This is almost certainly due to a windows limitation, which is in turn caused by compatibility for a DOS hack where a bunch of devices were visible through special file names. CON is the more famous one of those.
Worse: back in the day, you could type raw HTML into AOL Instant Messenger. Notably, being able to construct a link with whatever address you pleased, including `file://c:\con\con`.
Not just that, AOL allowed playing sound files from within a chat room. If a user sent `{s gotmail`, it would play the `gotmail.wav` file on the computer of each person currently in the chat room. So, sending `{s /con/con` or `{s /aux/aux` to that chat would instantly crash the computer of everyone in the chat, causing a BSoD. It was great fun if you were an obnoxious kid, and generally super frustrating for anyone trying to chat.
There was something similar with popular irc clients on windows in the late 90s early 2000s. There was a direct file transfer mechanism called dcc. If you forged a request for con/aux device files you could send instructions to the person's printer or modem and do all sorts of interesting mischief.
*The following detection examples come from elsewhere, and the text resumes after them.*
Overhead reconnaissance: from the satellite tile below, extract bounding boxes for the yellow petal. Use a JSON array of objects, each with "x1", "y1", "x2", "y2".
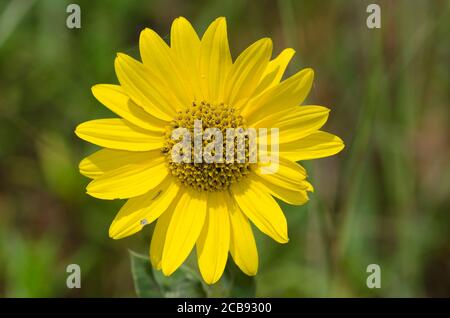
[
  {"x1": 86, "y1": 151, "x2": 168, "y2": 200},
  {"x1": 226, "y1": 195, "x2": 258, "y2": 276},
  {"x1": 114, "y1": 54, "x2": 177, "y2": 121},
  {"x1": 139, "y1": 29, "x2": 193, "y2": 109},
  {"x1": 109, "y1": 177, "x2": 179, "y2": 240},
  {"x1": 170, "y1": 17, "x2": 202, "y2": 100},
  {"x1": 225, "y1": 38, "x2": 272, "y2": 105},
  {"x1": 79, "y1": 148, "x2": 151, "y2": 179},
  {"x1": 251, "y1": 175, "x2": 311, "y2": 205},
  {"x1": 255, "y1": 157, "x2": 307, "y2": 190},
  {"x1": 241, "y1": 69, "x2": 314, "y2": 125},
  {"x1": 92, "y1": 84, "x2": 167, "y2": 132},
  {"x1": 150, "y1": 206, "x2": 176, "y2": 270},
  {"x1": 162, "y1": 190, "x2": 206, "y2": 276},
  {"x1": 254, "y1": 48, "x2": 295, "y2": 96},
  {"x1": 255, "y1": 106, "x2": 330, "y2": 144},
  {"x1": 200, "y1": 18, "x2": 231, "y2": 103},
  {"x1": 75, "y1": 118, "x2": 164, "y2": 151},
  {"x1": 280, "y1": 131, "x2": 344, "y2": 161},
  {"x1": 197, "y1": 192, "x2": 230, "y2": 284},
  {"x1": 231, "y1": 178, "x2": 289, "y2": 243}
]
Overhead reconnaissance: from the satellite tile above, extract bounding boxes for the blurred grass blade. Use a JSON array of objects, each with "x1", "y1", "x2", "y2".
[
  {"x1": 0, "y1": 0, "x2": 36, "y2": 47},
  {"x1": 130, "y1": 251, "x2": 206, "y2": 298},
  {"x1": 129, "y1": 251, "x2": 162, "y2": 298}
]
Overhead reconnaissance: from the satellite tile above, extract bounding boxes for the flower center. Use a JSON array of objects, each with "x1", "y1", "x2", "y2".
[{"x1": 162, "y1": 102, "x2": 250, "y2": 191}]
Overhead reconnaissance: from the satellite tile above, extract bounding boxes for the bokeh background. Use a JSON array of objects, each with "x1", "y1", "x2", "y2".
[{"x1": 0, "y1": 0, "x2": 450, "y2": 297}]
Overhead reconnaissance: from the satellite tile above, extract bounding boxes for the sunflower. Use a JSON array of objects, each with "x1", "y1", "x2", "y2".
[{"x1": 75, "y1": 17, "x2": 344, "y2": 284}]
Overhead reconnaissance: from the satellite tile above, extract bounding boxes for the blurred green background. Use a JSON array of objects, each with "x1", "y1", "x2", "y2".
[{"x1": 0, "y1": 0, "x2": 450, "y2": 297}]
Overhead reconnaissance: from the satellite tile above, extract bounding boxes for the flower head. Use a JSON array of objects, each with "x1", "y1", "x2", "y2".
[{"x1": 75, "y1": 17, "x2": 344, "y2": 284}]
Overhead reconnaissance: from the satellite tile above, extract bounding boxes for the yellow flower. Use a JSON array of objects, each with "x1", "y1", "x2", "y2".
[{"x1": 75, "y1": 17, "x2": 344, "y2": 284}]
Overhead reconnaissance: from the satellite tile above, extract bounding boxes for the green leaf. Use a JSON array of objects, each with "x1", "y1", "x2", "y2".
[
  {"x1": 153, "y1": 265, "x2": 206, "y2": 298},
  {"x1": 129, "y1": 251, "x2": 163, "y2": 298},
  {"x1": 204, "y1": 261, "x2": 256, "y2": 298},
  {"x1": 130, "y1": 251, "x2": 206, "y2": 298}
]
This exact issue bit me in the arse at my old job when I created a directory called Aux in one of our git repositories on my Linux machine and suddenly nobody running Windows could pull from it without a fairly cryptic error. It's weird to think all that debugging was caused by a decision made back in the '70s for CP/M which eventually made its way into Windows via DOS.
AUX is for "auxiliary" (aka "misc."/"other") device - i.e. any other bit of unspecified random hardware you'd managed to hook up with a custom driver by yourself.